Opinião

Uma tragédia evitável


Se eu concluir este artigo dizendo que as decisões judiciais devem privilegiar o bem-estar do menor, talvez isso já não soe tão óbvio assim


  Por Ivone Zeger 01 de Março de 2016 às 17:42

  | Advogada, consultora jurídica, palestrante e escritora.


 Se eu começasse este artigo dizendo que as decisões judiciais relativas a crianças devem privilegiar a segurança e o bem-estar do menor, o leitor teria todo o direito de perguntar: “E quem não sabe disso?” E se depois eu acrescentasse que o interesse do menor deve prevalecer mesmo – ou, talvez, principalmente – quando se trata de uma disputa de guarda entre pai e mãe, o leitor teria razão se dissesse: “Mas isso é óbvio!”

Contudo, ao que parece, isso não é tão óbvio assim para a justiça suíça. Ou, mais especificamente, para o Conselho Tutelar da cidade de Bonstetten, cuja decisão referente a uma criança filho de mãe brasileira e pai suíço teve trágicas conseqüencias. Trágicas e previsíveis.
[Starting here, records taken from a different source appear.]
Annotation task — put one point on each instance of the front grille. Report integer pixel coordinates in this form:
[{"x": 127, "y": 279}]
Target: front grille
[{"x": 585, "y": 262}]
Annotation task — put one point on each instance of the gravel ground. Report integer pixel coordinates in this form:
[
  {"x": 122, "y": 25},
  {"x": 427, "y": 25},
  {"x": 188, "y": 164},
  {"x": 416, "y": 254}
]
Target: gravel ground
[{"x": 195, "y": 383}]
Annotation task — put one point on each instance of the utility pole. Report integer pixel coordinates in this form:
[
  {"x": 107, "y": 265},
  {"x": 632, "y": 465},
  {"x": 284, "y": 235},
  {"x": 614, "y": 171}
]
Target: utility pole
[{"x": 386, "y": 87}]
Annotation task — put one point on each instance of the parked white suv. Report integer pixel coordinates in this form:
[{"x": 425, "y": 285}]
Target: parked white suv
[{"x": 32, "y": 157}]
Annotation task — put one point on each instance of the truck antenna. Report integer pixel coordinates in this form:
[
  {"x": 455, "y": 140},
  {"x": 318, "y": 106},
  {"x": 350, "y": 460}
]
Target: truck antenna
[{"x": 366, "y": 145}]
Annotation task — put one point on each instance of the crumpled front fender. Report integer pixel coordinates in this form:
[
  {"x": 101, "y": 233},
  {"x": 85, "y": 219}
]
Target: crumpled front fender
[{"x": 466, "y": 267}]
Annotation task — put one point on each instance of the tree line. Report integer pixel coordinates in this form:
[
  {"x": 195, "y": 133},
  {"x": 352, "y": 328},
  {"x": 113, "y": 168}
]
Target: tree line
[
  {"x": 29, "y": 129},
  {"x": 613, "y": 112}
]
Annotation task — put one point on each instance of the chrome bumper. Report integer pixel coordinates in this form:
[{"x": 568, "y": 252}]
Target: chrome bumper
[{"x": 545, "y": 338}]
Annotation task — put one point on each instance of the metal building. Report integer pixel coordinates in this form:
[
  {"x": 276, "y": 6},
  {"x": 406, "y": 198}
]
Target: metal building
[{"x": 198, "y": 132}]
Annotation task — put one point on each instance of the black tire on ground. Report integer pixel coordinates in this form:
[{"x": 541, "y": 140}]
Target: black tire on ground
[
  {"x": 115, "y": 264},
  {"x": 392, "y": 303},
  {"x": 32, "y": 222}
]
A criança foi encontrada morta e, ao que tudo indica, pelas mãos de seu próprio pai. 

A história que chegou à imprensa recentemente teve início com uma disputa judicial entre a brasileira Marciana e o ex-marido, o suíço Gustav G., pela guarda do filho do casal, o menino Florian, de quatro anos. Inexplicavelmente, o Conselho Tutelar de Bonstetten concedeu a guarda a Gustav, de 60 anos.

Digo inexplicavelmente porque, a princípio, quanto menor for a criança, maior é a tendência a deixá-la sob a guarda materna. A menos, é claro, que existam motivos muito fortes para que isso não aconteça. E quais foram os motivos alegados para que Marciana perdesse a guarda de Florian?

Segundo o Conselho Tutelar, o motivo é que Marciana trabalhava fora, enquanto Gustav, por ser contador, passava mais tempo em casa – e assim poderia dar mais atenção ao menino. Essa não é, com certeza, razão consistente para tirar um menino de quatro anos da guarda da mãe. O fato já seria estranho caso se limitasse a isso. Os absurdos, porém, não param por aí. 

Marciana declarou que o ex-marido era “esquisito”, que a agredira em pelo menos duas ocasiões e que a forçara a se prostituir. Ainda que tudo isso possa vir a ser discutido, há um fato ainda mais terrível que não pode ser contestado.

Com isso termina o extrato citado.